SATANIC RITES was the eighth film in Hammer’s Dracula series and it was the seventh (and final) one to feature Christopher Lee as the undead Count. The film was the fourth one to star Peter Cushing as Van Helsing: he played the original Van Helsing twice and a descendent of Van Helsing twice in the Dracula series (and he played the original Van Helsing in 1974’s THE LEGEND OF THE 7 GOLDEN VAMPIRES too, which wasn’t part of the Lee series).

This film takes place two years after the events featured in DRACULA A.D. 1972 and deals with Van Helsing helping the Secret Service to discover why a group of elite members of the British establishment are performing satanic rituals at a large mansion. The trail leads to the mysterious property developer D. D. Denham, who turns out to be Dracula…

As with DRACULA A.D 1972, I think this Dracula-in-contemporary-times flick is a fun viewing experience!
Let’s face it – THE SATANIC RITES OF DRACULA is an outlandish, pulpy yarn. It involves biker henchmen, the Secret Service, blood squib gunplay, a secret cabal of senior UK figures taking part in occult ceremonies, Scotland Yard, female vampires chained in a basement, death by fire sprinkler and Dracula planning to wipe out all of mankind with a weaponised strain of bubonic plague!





Many Hammer fans dislike this eccentric mix of disparate elements, but I like this bizarre brew! Dracula’s demise is usually the butt of jokes because he ‘just falls into a thorn bush’, but I think the way the Count ends up with his own ‘crown’ of thorns (in this story the thorn bush is disliked by vampires due to its link with Christ’s crown of thorns) is effective visually and, anyway, it is actually Van Helsing who offs Dracula with a handy fence post.

With Joanna Lumley replacing Stephanie Beacham as Van Helsing’s granddaughter Jessica, Michael Coles returns as Scotland Yard’s Inspector Murray, seen previously in DRACULA A.D. 1972. Freddie (FRANKENSTEIN MUST BE DESTROYED) Jones plays a mentally unstable scientist, Valerie Van Ost is a Secret Service secretary who falls victim to Dracula and William Franklyn, famous in the UK for his lighthearted commercial voice-over work, is quite effective as Secret Service agent Torrence.

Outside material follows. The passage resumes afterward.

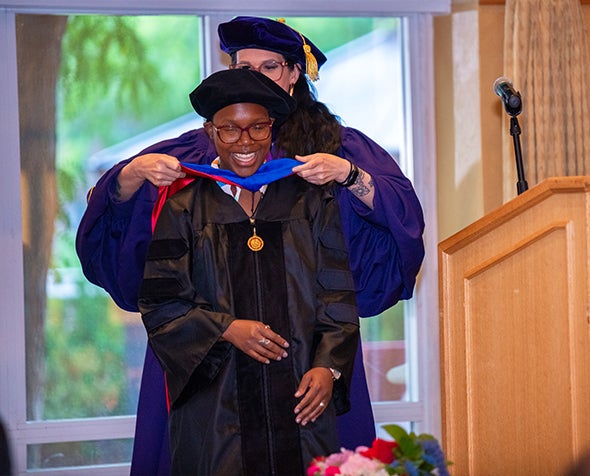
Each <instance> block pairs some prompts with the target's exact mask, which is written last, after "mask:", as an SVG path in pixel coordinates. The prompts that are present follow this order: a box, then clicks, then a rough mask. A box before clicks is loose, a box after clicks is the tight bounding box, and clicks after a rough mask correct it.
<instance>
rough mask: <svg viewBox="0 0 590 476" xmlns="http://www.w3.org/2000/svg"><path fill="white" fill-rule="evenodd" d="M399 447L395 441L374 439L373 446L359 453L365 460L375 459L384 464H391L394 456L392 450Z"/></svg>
mask: <svg viewBox="0 0 590 476" xmlns="http://www.w3.org/2000/svg"><path fill="white" fill-rule="evenodd" d="M398 446H399V445H398V444H397V443H396V442H395V441H386V440H382V439H381V438H375V441H373V445H372V446H371V447H370V448H369V449H368V450H366V451H361V454H362V455H363V456H365V457H366V458H375V459H378V460H379V461H381V462H382V463H385V464H391V463H393V460H394V459H395V455H394V454H393V450H394V449H395V448H397V447H398Z"/></svg>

About this movie’s copyright issues: Warner Brothers released the film under its original title in the UK, but they didn’t distribute it in the U.S. The film was eventually released in America years later as COUNT DRACULA AND HIS VAMPIRE BRIDE. In the 1980s the film was falsely believed to be in the public domain in America and released on video tape by several companies, using a transfer culled from a worn 35mm print. The rights reverted back to Hammer Films in the 1990s, however, and Anchor Bay acquired the video rights. THE SATANIC RITES OF DRACULA was then released officially on VHS and DVD.

One thing I can say is that I’m really pleased Hammer didn’t go with its original title for the movie: DRACULA IS DEAD AND WELL AND LIVING IN LONDON (!)